National Institute of Diabetes and Digestive and Kidney Diseases employee Jenna Norton, National Institute for General Medical Sciences employee Ian Morgan and National Institute of Allergy and Infectious Diseases former employee Anna Culbertson sit for a portrait in Bethesda, Maryland, U.S., June 8, 2025. REUTERS/Elizabeth Frantz

By Chad Terhune

(Reuters) -Dozens of scientists, researchers and other employees at the U.S. National Institutes of Health issued a rare public rebuke Monday criticizing the Trump administration for major spending cuts that “harm the health of Americans and people across the globe,” politicize research and “waste public resources.”

More than 60 current employees sent their letter to NIH director Dr. Jay Bhattacharya, U.S. Health Secretary Robert F. Kennedy Jr. and members of Congress who oversee NIH. Bhattacharya is scheduled to testify Tuesday at the U.S. Senate appropriations committee about his agency’s budget.

Overall, more than 340 current and recently terminated NIH employees signed the letter, about 250 of them anonymously.

In their letter, NIH staff members said the agency had terminated 2,100 research grants totaling about $9.5 billion and an additional $2.6 billion in contracts since President Donald Trump took office Jan. 20. The contracts often support research, from covering equipment to nursing staff working on clinical trials.

These terminations "throw away years of hard work and millions of dollars" and put patient health at risk, the letter said. NIH clinical trials "are being halted without regard to participant safety, abruptly stopping medications or leaving participants with unmonitored device implants."

In a statement shared with Reuters, Bhattacharya said the employees' letter "has some fundamental misconceptions about the policy directions the NIH has taken in recent months ... Nevertheless, respectful dissent in science is productive. We all want the NIH to succeed."

In prior remarks, Bhattacharya has pledged support for Kennedy’s Make America Healthy Again agenda, and he has said that means focusing the federal government’s "limited resources" directly on combating chronic diseases. At his Senate confirmation hearings in March, Bhattacharya said he would ensure scientists working at NIH and funded by the agency have the necessary resources to meet its mission.

NIH is the world’s largest public funder of biomedical research and has long enjoyed bipartisan support from U.S. lawmakers. The Trump administration has proposed cutting $18 billion, or 40%, from NIH’s budget next year, which would leave the agency with $27 billion. Nearly 5,000 NIH employees and contractors have been laid off under Kennedy’s restructuring of U.S. health agencies, according to NIH staff.

A spokesperson for the U.S. Department of Health and Human Services, which oversees NIH, said the agency's staffing must evolve to meet changing priorities and to ensure good use of taxpayer dollars. The official also defended NIH's funding decisions, saying the agency was "working to remove ideological influence from the scientific process."

Dr. Jenna Norton, a program director within NIH’s division of kidney, urologic and hematologic diseases, was one of 69 current employees who signed the letter as of early Monday. She said speaking out publicly was worth the risk to her career and family.

"I am much more worried about the risks of not speaking up," Norton said. "There are very real concerns that we're being asked to do likely illegal activities, and certainly unethical activities that breach our rules."

About 20 NIH employees who were recently terminated as probationary workers or "subject to reductions in force" added their names to the letter.

In the letter, Norton and other NIH employees asked Bhattacharya to restore grants that were delayed or terminated for political reasons, where officials ignored peer review to "cater to political whims." They wrote that Bhattacharya had failed to uphold his legal duty to spend congressionally appropriated funds.

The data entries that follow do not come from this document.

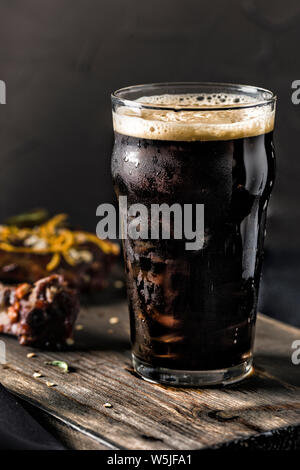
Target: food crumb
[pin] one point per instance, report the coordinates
(50, 384)
(70, 341)
(30, 355)
(119, 284)
(37, 375)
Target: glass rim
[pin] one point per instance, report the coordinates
(271, 98)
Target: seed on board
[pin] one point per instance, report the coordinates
(70, 341)
(37, 375)
(30, 355)
(50, 384)
(119, 284)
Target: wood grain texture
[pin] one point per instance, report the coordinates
(148, 416)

One program director at the NIH’s National Cancer Institute, who asked not to be identified for fear of retaliation, said she has repeatedly been asked to cancel research grants for no valid reason and in violation of agency rules. She said she fears she could become the target of lawsuits from grantees challenging those decisions.

Dr. Benjamin Feldman, a staff scientist and core director at NIH’s Institute of Child Health and Human Development, said he and other researchers want to work with Bhattacharya on reversing the cuts and restoring the NIH as a "beacon for science around the world."

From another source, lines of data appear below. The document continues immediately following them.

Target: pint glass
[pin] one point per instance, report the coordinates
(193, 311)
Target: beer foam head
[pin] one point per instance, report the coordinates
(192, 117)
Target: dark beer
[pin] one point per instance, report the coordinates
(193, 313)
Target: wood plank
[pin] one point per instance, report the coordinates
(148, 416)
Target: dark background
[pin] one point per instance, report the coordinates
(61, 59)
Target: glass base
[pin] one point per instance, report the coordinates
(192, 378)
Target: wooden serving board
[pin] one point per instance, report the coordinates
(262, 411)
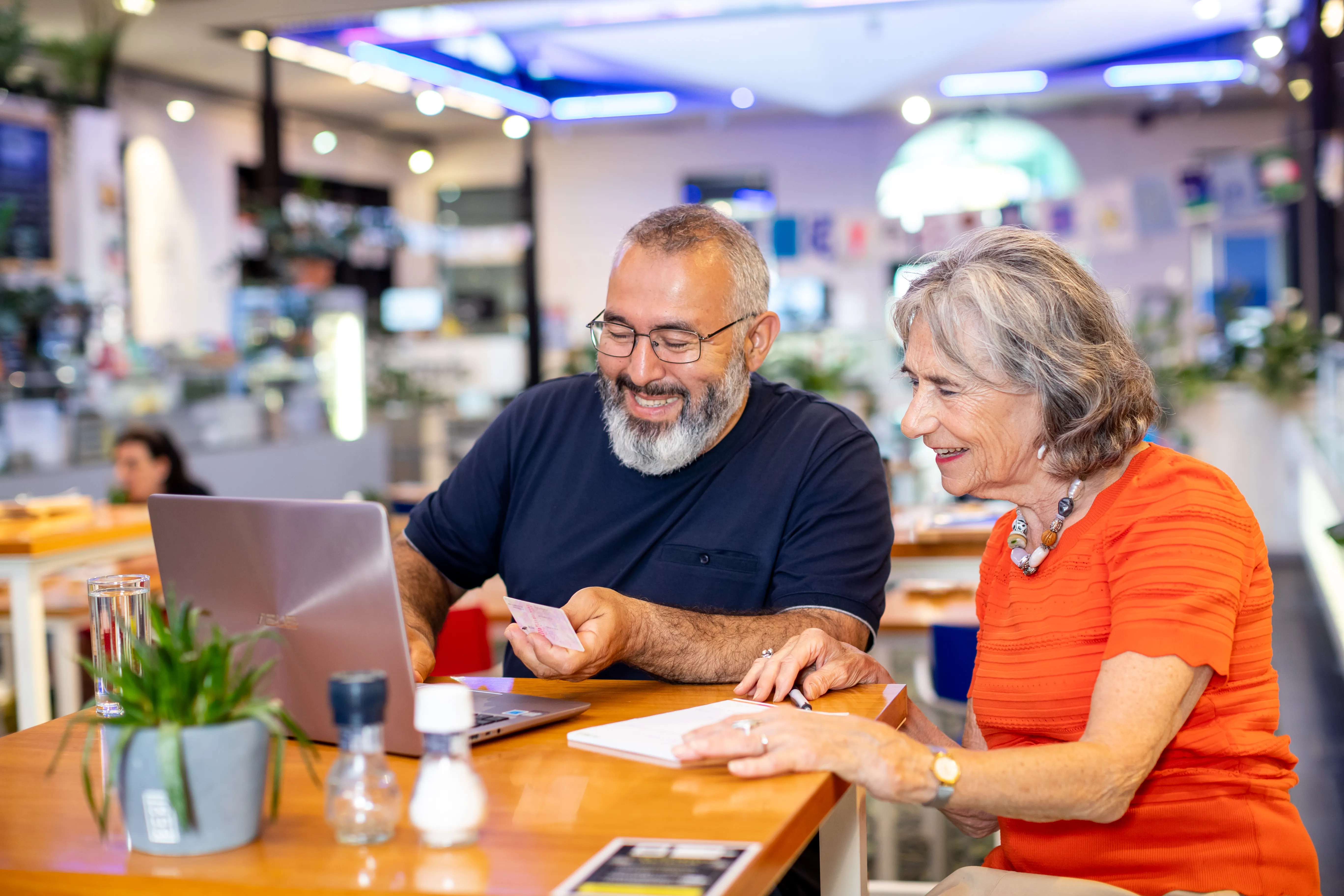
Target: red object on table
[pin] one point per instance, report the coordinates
(464, 644)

"This is really a hit to the whole enterprise of biomedical research in the United States," Feldman said.

Dr. Ian Morgan, a postdoctoral fellow at the NIH, signed the letter and said he has heard from university researchers about patients losing access to novel cancer treatments in clinical trials due to the uncertainty over NIH funding. He also worries about the long-term effect from gutting NIH’s investment in basic science research that can lead to lifesaving treatments years later.

The NIH employees, based in Bethesda, Maryland, named their dissent the "Bethesda Declaration," modeled after Bhattacharya’s Great Barrington Declaration in 2020 that called on public health officials to roll back lockdowns during the COVID-19 pandemic.

"Our hope is that by modeling ourselves after the Great Barrington Declaration that maybe he’ll see himself in our dissent," Norton said.